Headline.co.id, Jakarta ~ PT Pertamina Patra Niaga berkomitmen untuk memperkuat ketahanan pangan nasional secara berkelanjutan melalui program Community Involvement and Development (CID) yang berfokus pada pemberdayaan masyarakat dan potensi lokal. Langkah ini diambil untuk memberikan solusi konkret dalam meningkatkan ketersediaan pangan dan kesejahteraan ekonomi masyarakat di sekitar wilayah operasional perusahaan.
Corporate Secretary Pertamina Patra Niaga, Roberth MV Dumatubun, menyatakan bahwa ketahanan pangan yang kuat harus dibangun dari kemandirian masyarakat. Dengan pendekatan inovatif, perusahaan berusaha mengubah tantangan lingkungan menjadi peluang ekonomi yang produktif dan ramah lingkungan. “Ketahanan pangan yang kokoh harus dibangun dari fondasi kemandirian masyarakat,” ujar Roberth dalam keterangan resmi, Minggu (7/6/2026).
Salah satu program unggulan yang diimplementasikan adalah teknologi budi daya ikan bioflok di Kelurahan Mundam, Kecamatan Medang Kampai, Kota Dumai, Riau. Program ini diluncurkan sebagai solusi bagi masyarakat pesisir yang menghadapi ketidakpastian pendapatan akibat faktor cuaca, keterbatasan sarana perikanan, dan ancaman abrasi. Dengan teknologi bioflok, warga dapat memanen ikan nila dalam waktu 4 hingga 6 bulan sebagai sumber pangan dan pendapatan alternatif yang stabil.
Inovasi di Dumai ini semakin optimal dengan pemanfaatan Pembangkit Listrik Tenaga Surya (PLTS) berkapasitas 4,4 kWp.

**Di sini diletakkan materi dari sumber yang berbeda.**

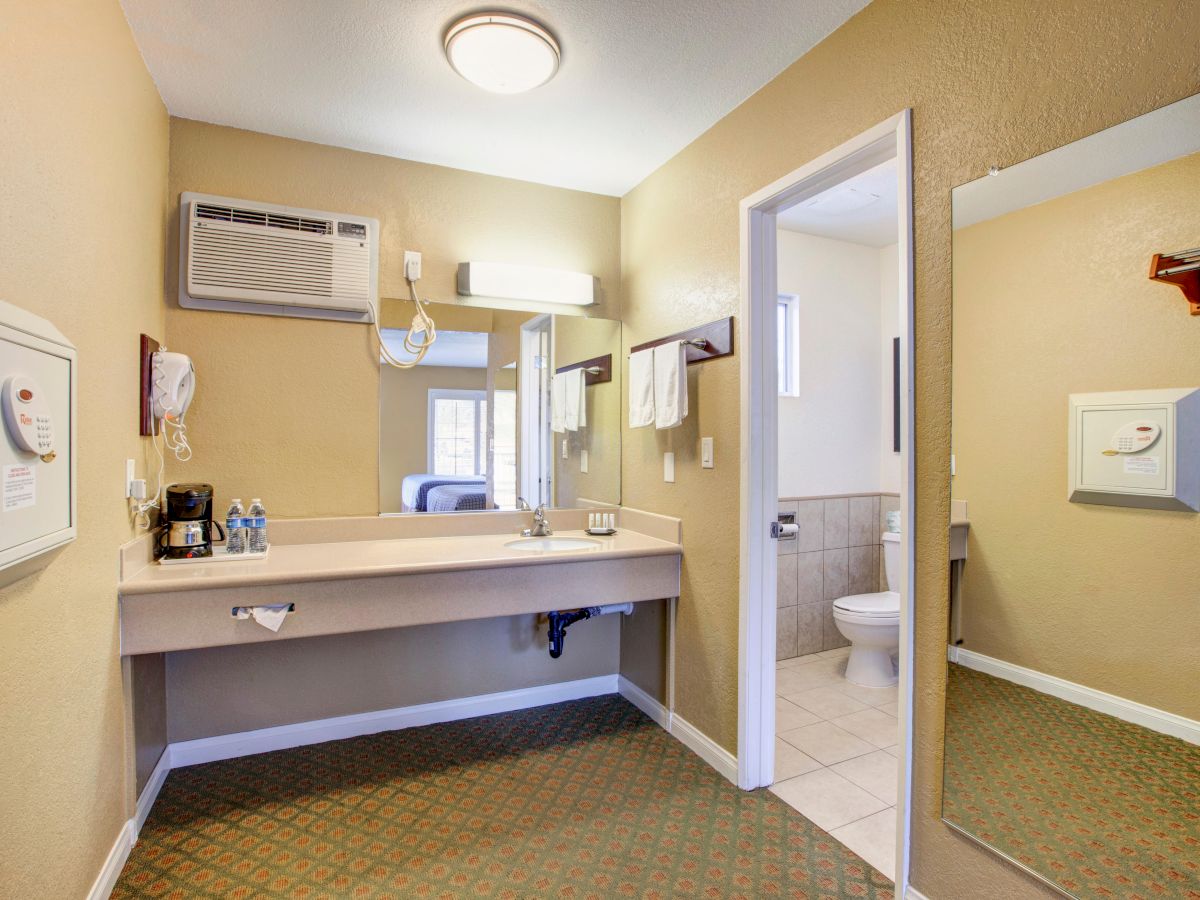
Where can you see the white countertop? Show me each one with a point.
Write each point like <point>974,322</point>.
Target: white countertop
<point>294,563</point>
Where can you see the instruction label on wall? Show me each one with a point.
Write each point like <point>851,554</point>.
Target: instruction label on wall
<point>1141,465</point>
<point>19,487</point>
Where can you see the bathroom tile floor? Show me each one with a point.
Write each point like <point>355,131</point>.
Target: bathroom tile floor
<point>835,754</point>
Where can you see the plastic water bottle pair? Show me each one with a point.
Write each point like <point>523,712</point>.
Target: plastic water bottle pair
<point>246,532</point>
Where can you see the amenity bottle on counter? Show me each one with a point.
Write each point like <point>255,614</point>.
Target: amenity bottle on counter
<point>256,527</point>
<point>235,528</point>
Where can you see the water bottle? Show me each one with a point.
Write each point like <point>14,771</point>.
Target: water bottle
<point>256,527</point>
<point>235,528</point>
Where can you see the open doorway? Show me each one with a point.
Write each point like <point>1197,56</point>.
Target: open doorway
<point>535,462</point>
<point>826,630</point>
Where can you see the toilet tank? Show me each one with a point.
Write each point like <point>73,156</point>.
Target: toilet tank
<point>892,559</point>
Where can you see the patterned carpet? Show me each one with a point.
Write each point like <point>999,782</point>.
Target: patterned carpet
<point>1099,807</point>
<point>581,799</point>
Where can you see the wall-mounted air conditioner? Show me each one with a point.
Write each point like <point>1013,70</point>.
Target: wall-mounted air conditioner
<point>241,256</point>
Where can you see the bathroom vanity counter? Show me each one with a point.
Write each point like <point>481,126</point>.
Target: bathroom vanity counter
<point>346,586</point>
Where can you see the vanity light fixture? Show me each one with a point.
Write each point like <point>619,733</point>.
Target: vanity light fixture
<point>502,53</point>
<point>527,282</point>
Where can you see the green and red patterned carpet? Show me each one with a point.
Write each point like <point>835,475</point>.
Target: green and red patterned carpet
<point>1101,807</point>
<point>581,799</point>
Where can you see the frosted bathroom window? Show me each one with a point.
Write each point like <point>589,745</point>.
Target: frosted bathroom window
<point>457,430</point>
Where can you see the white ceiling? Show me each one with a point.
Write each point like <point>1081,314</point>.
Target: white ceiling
<point>1133,145</point>
<point>640,79</point>
<point>875,223</point>
<point>461,349</point>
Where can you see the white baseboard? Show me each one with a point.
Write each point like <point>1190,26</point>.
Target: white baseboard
<point>643,701</point>
<point>150,791</point>
<point>707,749</point>
<point>106,881</point>
<point>227,747</point>
<point>1117,707</point>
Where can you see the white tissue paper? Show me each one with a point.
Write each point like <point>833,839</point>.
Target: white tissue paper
<point>270,617</point>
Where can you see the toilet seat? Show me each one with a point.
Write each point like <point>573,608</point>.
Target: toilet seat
<point>877,607</point>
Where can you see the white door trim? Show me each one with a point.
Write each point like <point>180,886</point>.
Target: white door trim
<point>760,414</point>
<point>533,450</point>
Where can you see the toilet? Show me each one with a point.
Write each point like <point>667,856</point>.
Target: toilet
<point>871,624</point>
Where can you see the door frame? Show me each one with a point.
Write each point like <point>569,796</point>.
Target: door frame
<point>534,460</point>
<point>891,138</point>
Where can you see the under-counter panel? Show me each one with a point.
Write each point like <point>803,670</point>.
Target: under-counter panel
<point>165,609</point>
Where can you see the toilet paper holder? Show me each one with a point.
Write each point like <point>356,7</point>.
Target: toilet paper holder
<point>785,528</point>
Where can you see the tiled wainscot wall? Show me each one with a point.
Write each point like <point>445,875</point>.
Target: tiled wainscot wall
<point>838,552</point>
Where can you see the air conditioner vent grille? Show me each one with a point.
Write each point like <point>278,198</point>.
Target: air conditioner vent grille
<point>263,219</point>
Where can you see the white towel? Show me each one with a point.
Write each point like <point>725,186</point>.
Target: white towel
<point>270,617</point>
<point>641,389</point>
<point>670,384</point>
<point>557,405</point>
<point>575,408</point>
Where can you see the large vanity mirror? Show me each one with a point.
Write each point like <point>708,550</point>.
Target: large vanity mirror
<point>508,408</point>
<point>1073,703</point>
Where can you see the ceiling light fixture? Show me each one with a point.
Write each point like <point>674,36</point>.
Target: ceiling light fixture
<point>502,53</point>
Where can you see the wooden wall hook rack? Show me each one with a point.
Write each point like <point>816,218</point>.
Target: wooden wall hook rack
<point>705,342</point>
<point>1182,270</point>
<point>597,370</point>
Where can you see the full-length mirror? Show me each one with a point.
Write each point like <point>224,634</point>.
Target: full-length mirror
<point>1073,707</point>
<point>507,407</point>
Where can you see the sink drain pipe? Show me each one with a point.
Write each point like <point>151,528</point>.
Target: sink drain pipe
<point>561,621</point>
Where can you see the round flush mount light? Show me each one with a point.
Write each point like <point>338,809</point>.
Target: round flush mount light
<point>502,53</point>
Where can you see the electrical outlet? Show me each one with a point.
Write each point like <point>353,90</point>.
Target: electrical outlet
<point>412,265</point>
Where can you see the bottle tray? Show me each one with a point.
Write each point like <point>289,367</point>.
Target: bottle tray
<point>219,556</point>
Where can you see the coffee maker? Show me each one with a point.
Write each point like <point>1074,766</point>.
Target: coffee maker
<point>187,520</point>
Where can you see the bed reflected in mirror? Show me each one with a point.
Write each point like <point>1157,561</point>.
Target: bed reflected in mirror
<point>483,423</point>
<point>1073,709</point>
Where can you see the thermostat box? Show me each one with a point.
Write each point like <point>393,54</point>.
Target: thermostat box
<point>37,439</point>
<point>1135,449</point>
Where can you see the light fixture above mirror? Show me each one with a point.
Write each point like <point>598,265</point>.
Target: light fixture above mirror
<point>502,53</point>
<point>533,283</point>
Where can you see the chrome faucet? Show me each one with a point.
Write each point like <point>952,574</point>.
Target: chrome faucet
<point>540,526</point>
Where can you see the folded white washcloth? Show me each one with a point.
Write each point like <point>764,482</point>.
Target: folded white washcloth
<point>670,384</point>
<point>557,405</point>
<point>270,617</point>
<point>575,415</point>
<point>641,389</point>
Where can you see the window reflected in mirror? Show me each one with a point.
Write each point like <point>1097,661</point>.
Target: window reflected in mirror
<point>472,426</point>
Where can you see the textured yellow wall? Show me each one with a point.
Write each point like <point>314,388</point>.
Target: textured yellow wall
<point>989,84</point>
<point>306,437</point>
<point>1099,595</point>
<point>83,192</point>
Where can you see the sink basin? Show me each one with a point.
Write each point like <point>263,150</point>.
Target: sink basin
<point>552,544</point>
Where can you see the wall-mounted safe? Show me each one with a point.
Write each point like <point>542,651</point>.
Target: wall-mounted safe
<point>1135,449</point>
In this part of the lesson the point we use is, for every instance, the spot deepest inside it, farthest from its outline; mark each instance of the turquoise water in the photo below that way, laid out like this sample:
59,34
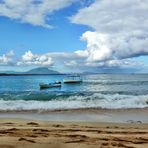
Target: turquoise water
96,91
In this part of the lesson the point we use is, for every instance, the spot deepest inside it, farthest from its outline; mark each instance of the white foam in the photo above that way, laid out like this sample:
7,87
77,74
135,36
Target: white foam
114,101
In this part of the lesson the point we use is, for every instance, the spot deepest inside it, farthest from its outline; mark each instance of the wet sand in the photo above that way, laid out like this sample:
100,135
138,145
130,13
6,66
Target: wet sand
64,129
16,133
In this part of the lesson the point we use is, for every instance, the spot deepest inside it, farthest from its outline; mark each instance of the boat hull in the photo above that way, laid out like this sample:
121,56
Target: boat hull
72,81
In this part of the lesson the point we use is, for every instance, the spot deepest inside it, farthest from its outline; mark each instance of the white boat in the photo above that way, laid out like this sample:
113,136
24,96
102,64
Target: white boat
50,85
73,79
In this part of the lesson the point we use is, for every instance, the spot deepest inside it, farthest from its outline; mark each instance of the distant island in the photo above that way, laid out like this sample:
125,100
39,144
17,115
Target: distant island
35,71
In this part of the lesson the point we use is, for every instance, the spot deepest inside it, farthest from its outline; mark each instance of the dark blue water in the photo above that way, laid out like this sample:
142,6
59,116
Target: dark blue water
99,91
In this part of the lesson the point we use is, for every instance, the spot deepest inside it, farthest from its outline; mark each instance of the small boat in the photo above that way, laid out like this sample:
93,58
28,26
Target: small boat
50,85
73,79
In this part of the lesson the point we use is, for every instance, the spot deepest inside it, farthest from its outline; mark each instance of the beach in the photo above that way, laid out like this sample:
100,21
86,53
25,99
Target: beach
17,131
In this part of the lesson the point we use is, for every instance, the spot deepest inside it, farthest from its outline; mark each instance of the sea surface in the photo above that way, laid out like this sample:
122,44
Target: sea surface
110,91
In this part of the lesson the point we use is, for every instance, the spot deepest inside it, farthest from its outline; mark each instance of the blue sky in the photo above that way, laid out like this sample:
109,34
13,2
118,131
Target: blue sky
72,35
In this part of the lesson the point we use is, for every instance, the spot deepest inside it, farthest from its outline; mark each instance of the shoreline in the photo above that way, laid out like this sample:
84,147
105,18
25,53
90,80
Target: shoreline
82,115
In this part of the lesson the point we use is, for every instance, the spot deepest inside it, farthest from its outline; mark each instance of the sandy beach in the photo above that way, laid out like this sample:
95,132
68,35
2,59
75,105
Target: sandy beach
25,133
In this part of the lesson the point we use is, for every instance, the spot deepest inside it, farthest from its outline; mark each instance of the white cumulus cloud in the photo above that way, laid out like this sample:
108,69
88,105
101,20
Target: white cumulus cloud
6,59
121,29
35,12
35,59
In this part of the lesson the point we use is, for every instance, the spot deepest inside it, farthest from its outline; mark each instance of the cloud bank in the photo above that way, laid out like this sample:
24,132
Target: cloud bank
35,12
120,29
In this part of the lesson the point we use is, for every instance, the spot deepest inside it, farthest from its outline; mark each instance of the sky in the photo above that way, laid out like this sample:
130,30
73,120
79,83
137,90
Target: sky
74,35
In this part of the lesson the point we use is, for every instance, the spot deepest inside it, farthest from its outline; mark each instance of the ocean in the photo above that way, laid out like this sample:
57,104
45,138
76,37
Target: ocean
107,91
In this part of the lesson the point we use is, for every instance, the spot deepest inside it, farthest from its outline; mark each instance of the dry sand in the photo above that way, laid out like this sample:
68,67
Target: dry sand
20,133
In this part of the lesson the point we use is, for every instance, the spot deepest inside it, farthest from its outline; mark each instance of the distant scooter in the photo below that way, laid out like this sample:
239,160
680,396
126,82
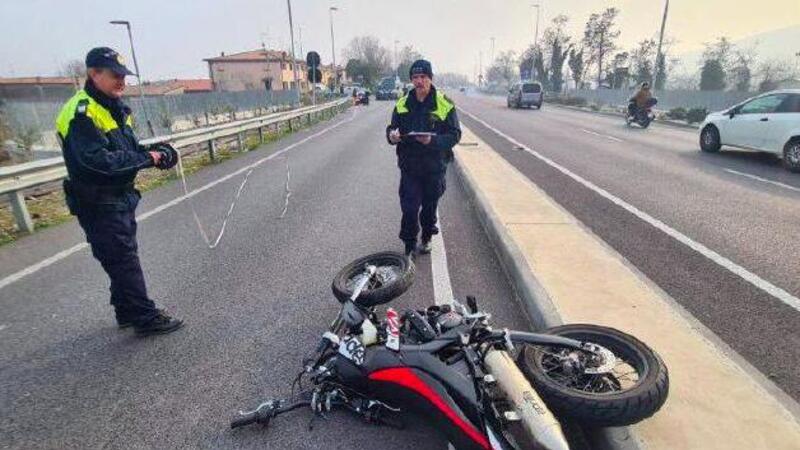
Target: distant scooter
641,116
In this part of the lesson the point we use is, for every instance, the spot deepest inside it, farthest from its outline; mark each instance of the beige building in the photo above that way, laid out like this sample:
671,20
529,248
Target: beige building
255,69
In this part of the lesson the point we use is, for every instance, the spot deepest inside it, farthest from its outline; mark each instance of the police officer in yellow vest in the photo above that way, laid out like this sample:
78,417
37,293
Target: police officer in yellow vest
102,156
425,129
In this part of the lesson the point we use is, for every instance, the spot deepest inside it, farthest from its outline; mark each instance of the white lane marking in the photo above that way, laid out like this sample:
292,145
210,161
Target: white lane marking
776,183
442,288
602,135
722,261
65,253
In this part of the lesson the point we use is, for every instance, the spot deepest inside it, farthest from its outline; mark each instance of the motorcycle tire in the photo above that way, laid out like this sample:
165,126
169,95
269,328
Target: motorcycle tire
380,290
601,409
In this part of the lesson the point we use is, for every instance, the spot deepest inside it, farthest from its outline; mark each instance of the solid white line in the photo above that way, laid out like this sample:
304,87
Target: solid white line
722,261
602,135
65,253
442,288
776,183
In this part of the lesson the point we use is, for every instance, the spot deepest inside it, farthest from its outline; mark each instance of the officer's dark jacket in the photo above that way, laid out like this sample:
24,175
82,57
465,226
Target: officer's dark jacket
101,152
436,114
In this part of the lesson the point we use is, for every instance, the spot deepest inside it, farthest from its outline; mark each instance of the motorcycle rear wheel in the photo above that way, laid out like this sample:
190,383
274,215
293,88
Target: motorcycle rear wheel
604,400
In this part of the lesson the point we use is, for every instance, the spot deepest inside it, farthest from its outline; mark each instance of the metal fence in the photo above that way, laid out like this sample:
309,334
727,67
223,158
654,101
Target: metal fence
168,113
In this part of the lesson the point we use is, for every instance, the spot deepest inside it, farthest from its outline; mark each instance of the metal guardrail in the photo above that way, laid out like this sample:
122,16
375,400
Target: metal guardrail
15,179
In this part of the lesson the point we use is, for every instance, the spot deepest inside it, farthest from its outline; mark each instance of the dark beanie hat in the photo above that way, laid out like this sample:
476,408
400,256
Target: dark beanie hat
420,66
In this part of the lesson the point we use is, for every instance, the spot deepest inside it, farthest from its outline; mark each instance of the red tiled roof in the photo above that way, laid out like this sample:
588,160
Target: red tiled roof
254,56
38,80
198,85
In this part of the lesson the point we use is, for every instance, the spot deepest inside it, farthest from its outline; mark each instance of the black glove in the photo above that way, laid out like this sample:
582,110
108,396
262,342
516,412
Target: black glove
169,156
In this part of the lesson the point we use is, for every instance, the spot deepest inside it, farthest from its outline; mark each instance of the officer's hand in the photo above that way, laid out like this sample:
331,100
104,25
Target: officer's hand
156,157
394,136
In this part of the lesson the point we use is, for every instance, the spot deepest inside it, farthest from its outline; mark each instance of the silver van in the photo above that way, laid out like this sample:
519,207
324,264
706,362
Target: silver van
525,93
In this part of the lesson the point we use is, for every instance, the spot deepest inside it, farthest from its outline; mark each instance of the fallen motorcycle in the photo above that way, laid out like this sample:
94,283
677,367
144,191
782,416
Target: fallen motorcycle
449,365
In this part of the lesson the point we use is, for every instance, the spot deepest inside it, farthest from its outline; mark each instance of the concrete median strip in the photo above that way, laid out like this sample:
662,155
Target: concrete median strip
564,273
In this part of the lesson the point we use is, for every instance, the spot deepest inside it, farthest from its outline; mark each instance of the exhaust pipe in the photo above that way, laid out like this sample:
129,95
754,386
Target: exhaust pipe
536,419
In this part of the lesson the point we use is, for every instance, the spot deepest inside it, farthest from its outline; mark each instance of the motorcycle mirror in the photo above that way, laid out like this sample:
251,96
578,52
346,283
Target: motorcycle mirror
472,303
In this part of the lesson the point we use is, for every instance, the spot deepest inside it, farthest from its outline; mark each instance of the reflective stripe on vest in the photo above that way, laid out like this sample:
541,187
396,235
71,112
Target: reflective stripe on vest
443,106
101,117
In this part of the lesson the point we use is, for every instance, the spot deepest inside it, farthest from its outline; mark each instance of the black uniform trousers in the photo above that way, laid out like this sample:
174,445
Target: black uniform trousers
112,236
419,199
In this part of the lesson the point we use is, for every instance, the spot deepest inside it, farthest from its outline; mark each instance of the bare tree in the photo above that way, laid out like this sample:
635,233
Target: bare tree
406,57
373,59
599,38
642,60
576,65
772,71
503,68
556,46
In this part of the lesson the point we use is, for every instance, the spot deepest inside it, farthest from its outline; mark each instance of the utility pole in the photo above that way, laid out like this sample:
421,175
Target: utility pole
294,58
300,39
659,56
333,50
396,63
138,74
480,69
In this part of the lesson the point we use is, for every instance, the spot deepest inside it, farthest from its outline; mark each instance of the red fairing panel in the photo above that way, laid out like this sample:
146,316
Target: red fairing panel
406,377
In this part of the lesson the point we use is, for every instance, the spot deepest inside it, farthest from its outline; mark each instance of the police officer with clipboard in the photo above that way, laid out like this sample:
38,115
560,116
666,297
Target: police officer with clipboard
425,129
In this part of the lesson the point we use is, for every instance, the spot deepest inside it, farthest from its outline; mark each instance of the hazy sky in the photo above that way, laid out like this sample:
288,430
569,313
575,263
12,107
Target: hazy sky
172,37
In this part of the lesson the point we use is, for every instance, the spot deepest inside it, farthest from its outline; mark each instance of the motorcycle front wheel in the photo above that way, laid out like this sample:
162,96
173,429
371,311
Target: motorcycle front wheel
394,274
577,387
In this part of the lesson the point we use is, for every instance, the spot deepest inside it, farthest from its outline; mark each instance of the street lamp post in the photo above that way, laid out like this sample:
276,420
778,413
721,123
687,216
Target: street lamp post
396,63
294,58
138,73
333,50
536,32
659,56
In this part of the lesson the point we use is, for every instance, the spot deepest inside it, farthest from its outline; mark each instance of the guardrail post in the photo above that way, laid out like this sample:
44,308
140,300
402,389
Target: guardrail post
212,150
24,221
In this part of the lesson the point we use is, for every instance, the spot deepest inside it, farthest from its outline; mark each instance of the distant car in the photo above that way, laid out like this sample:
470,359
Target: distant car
388,88
525,94
769,123
361,97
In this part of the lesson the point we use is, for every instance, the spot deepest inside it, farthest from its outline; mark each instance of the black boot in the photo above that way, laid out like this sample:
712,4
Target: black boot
160,324
411,246
425,246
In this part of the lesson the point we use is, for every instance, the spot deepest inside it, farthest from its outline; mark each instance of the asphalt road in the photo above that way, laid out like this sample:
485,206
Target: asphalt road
713,199
253,307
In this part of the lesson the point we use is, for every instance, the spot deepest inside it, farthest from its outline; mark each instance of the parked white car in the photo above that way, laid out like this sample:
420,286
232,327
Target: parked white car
769,122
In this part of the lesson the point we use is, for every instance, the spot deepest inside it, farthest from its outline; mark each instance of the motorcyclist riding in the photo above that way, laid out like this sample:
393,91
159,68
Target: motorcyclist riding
640,99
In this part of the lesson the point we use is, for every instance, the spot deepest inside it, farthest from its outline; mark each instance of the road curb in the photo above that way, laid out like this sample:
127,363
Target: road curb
670,123
536,302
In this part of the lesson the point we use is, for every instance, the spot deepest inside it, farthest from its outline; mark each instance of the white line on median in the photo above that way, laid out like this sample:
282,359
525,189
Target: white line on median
776,183
65,253
442,288
602,135
743,273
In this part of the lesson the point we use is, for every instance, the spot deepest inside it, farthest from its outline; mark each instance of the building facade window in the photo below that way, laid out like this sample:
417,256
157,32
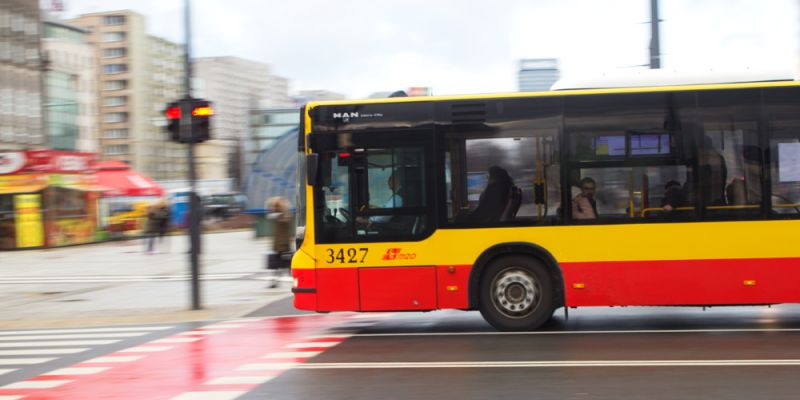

Fasilitas energi terbarukan ini mampu mengurangi biaya operasional listrik kelompok hingga Rp9,3 juta per tahun dan berkontribusi mengurangi emisi karbon sebesar 5,52 ton CO_2 per tahun.
Di Sumatra Utara, Pertamina Patra Niaga melalui Fuel Terminal Pematang Siantar menginisiasi program yang menerapkan model urban farming terpadu. Program ini memanfaatkan lahan pekarangan rumah warga untuk integrasi peternakan ayam petelur, budi daya sayuran, serta budi daya maggot dari limbah organik. “Program ini sangat membantu dalam pemenuhan gizi keluarga,” ujar Asih, salah seorang anggota kelompok Habonaron yang merasakan dampak positif dari program tersebut.
Rangkaian program pemberdayaan ini diresmikan dan disosialisasikan melalui kegiatan edukasi serta penyerahan bantuan sarana prasarana secara simbolis kepada kelompok masyarakat binaan di masing-masing wilayah operasional.